In this case, the heterogeneity is so large that the study weights are virtually identical, as can be seen from Figure 5: with the exception of the very small Abdel Hafez study, all study weights are near 10%.
2) With increasing heterogeneity, the coverage of the random effects model drops below the nominal level, in this case 95%. So the confidence interval around the pooled effect estimate is too narrow.
We proposed and implemented in MetaXL an alternative to the random effects model, which we called the IVhet (inverse variance heterogeneity) model (Doi SA, Barendregt JJ, Khan S, Thalib L, Williams GM. Advances in the meta-analysis of heterogeneous clinical trials I: The inverse variance heterogeneity model.
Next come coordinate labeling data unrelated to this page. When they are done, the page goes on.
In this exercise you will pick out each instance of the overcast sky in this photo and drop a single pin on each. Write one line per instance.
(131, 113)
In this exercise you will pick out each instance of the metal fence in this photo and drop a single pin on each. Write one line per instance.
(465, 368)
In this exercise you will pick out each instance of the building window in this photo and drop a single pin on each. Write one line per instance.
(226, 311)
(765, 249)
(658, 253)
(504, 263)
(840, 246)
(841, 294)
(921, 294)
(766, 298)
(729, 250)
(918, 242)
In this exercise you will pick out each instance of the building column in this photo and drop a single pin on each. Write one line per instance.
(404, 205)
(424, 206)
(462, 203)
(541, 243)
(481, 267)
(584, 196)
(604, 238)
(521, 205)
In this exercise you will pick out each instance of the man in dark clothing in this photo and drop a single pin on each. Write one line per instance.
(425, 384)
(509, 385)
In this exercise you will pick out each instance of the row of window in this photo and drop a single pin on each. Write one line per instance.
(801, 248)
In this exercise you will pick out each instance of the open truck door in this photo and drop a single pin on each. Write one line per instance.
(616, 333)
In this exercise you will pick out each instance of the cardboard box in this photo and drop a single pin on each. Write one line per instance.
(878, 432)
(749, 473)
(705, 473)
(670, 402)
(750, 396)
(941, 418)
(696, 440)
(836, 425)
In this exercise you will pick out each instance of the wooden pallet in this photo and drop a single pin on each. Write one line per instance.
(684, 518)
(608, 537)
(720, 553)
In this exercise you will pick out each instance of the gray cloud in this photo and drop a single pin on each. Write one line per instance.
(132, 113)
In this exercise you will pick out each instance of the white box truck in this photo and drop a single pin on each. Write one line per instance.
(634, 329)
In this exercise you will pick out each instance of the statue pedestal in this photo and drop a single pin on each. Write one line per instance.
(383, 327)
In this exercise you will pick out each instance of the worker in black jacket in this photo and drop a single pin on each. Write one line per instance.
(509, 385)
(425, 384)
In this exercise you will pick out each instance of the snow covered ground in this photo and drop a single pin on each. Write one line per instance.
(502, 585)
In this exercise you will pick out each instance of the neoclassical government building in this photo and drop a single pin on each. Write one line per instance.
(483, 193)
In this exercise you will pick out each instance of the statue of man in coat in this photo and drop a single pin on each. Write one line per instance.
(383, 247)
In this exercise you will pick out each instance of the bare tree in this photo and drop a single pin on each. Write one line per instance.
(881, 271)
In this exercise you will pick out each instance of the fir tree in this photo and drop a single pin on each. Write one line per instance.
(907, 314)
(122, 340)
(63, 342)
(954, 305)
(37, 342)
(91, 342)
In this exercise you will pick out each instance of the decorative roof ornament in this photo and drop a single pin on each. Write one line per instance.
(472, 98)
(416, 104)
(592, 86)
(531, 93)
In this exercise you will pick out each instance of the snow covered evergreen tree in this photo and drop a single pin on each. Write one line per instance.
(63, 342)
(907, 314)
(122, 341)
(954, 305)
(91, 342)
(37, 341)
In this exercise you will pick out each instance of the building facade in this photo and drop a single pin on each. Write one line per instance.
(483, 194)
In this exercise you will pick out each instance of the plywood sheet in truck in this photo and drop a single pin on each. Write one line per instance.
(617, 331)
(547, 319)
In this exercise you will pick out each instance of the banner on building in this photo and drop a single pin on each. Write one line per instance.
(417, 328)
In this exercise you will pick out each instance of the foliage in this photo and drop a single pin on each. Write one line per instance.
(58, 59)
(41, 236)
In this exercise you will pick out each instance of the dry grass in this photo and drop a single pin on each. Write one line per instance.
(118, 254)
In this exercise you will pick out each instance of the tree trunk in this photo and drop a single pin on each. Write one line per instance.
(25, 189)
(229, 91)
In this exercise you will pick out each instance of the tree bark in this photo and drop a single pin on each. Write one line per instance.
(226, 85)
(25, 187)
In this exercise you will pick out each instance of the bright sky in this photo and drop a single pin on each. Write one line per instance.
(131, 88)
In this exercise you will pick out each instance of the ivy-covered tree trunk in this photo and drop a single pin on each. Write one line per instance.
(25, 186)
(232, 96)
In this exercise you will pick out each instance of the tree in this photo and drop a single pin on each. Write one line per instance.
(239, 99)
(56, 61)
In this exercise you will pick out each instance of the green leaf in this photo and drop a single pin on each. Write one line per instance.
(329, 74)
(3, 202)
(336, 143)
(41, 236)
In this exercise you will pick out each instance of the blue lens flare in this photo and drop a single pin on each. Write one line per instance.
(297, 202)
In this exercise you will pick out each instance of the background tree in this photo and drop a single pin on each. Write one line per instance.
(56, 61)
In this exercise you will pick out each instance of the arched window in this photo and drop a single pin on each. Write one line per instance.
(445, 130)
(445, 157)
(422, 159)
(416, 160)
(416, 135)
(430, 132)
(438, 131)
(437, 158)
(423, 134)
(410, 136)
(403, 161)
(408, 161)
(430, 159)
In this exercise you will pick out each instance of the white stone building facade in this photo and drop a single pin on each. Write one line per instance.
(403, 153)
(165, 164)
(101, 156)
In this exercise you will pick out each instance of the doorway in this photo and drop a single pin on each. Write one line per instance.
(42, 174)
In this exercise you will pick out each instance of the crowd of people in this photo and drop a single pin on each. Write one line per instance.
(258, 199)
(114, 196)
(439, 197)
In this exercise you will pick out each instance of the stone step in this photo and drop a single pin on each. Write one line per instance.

Contemp Clin Trials. 2015;45:130-8). The IVhet model keeps the study weights as in the inverse variance model, but uses a quasi-likelihood method to increase the confidence interval around the pooled estimate such that coverage remains on the nominal level.
When I re-calculate the data using the IVhet model, the pooled estimate becomes 1.04 (-.70, 2.77). So the effect size is less than half what it is with the random effects model, and it is no longer statistically significant. This is mostly because the large Cakir Madenci study now gets its proper inverse variance weight.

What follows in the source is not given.